27 September 2016

Tuesday 27 September class

Topics:
• Warmup for RSA (although the connection will not be made until next time):
   Find two integers d and y such that 11d - 8y = 1. (There are infinitely many solutions, in fact.) It turns out that the solution with the smallest integers (in absolute value)  is d=3, y=4. There is also an easy way to generate other solutions once you have one: add a multiple of 8 to d and add the same multiple of 11 to y. (It can be proved that this always works.)

• We discussed some of the homework problems, specifically, what in the multiplication table mod 4 is problematic.

The problem with using a modulus that is not prime is that there will be products which are 0 but where the factors are both non-zero.  (These are called zero divisors.) In mod 4, we have 2•2 ≡ 0. This means that there is no "zero product principle" in that number system: if a•b = 0, it is not necessarily true that a=0 or b=0.

• Warmup for RSA (although the connection will not be made until next time):
   Find two integers d and y such that 11d - 8y = 1. (There are infinitely many solutions, in fact.) It turns out that the solution with the smallest integers (in absolute value)  is d=3, y=4. There is also an easy way to generate other solutions once you have one: add a multiple of 8 to d and add the same multiple of 11 to y. (It can be proved that this always works.)
Note: In general, an equation which is to be solved for solutions in the integers is called a Diophantine equation. We will see another example (coming from the Pythagorean Theorem) later in the course.

Note that when we use the word "code" or "coding" in what follows, it does not always mean that we are trying to keep something a secret! See these Wikipedia articles about code and coding theory.

• UPCs (Universal Product Codes) as an application of modular arithmetic: modular arithmetic is employed to check that the code has been entered correctly. In a 12-digit UPC, the first 6 digits represent the company that makes the product, and the next 5 digits represent the product itself. The last digit is a check digit, chosen so that a certain sum will be congruent to 0 mod 10.

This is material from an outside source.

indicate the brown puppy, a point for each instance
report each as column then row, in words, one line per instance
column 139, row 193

If we call the digits d1, d2,d3,..., d12, then the checksum is
 3d1 + d2 + 3d3 + d4 + 3d5 + d6 + ... + 3d11 + d12
and we require that this checksum be ≡ 0 (mod 10)

We checked some examples in class and also checked to see what happened when we reversed two of the digits in a UPC (an easy mistake to make). When two adjacent nonzero digits were reversed, the checksum was no longer ≡ 0 (mod 10).

This sort of checksum catches many (most?) errors but there are some errors that it will not catch. This is a tradeoff: we want the checking process to be simple and quick (not to waste time) but we also want to catch as many errors as possible. A more elaborate checking process might catch more errors but also would take more time to carry out. In each case of a coding like this (ISBNs, credit card numbers, account numbers, etc.) a decision has to be made how to balance out these two concerns.


Homework:
• Journal assignment: Write up what you learned about the purpose of the checksum for a UPC. How does it check for errors? Why is it important to check for errors? You may want to see if you can find out what kind of checksums are used for other important numbers, such as ISBNs.

Also use your journal (as always) to work out concepts in the lesson that may not be clear to you.

• Problems on UPCs: these are all based on real UPCs, and all the real UPCs I have found so far begin with 0. I don't know why that is.
1) Is each of the following a valid UPC or not?  (I've put spaces in them to represent how they are usually shown on the products these days.)
    a) 0 28367 82855 9
    b) 0 75063 01114 0
2) Find the check digit for the UPC:  (if you have any doubt about how to do this, consult the Wikipedia article - remember that you want the checksum to be congruent to 0 mod 10)
    a) 0 28367 82903 _
    b) 0 50428 10148 _
3) The UPC for a product is  0 50428 32193 5
   Explain why the checksum will not catch the following errors:
    a) 0 50428 39123 5
    b) 0 50428 19323 5
4)(Based on a problem from The Heart of Mathematics)
A friend with bad handwriting writes down a UPC. Unfortunately, you can't tell his 4's from his 9's (they look alike), or his 1's from his 7's (they also look alike). If the code looks like 903068823517, is there any way you can figure out what the real UPC is? If so, what do you do and what is the real UPC? If it is not possible to determine the correct UPC, explain why.

• Next topic is the RSA algorithm for encoding a message to be sent, for security purposes. Make sure that you read this RSA algorithm background article (from Slate).

There will be three phases of discussion of the RSA algorithm:
    First, how it is carried out. We will do this next time with two examples.
    Second, how we find the two public keys and the private key. That's coming up later. And then finally:
    Third, how to prove that the algorithm works.

My notes were handed out in class and are also available here.  You could take look through the first page, after reading the background article linked above.  We will also use this reading from Serge Matovic's homepage. (Section 2 and Section 3 where he encodes and decodes the message. He shows how to use a calculator and some tricks to find the remainder we need.)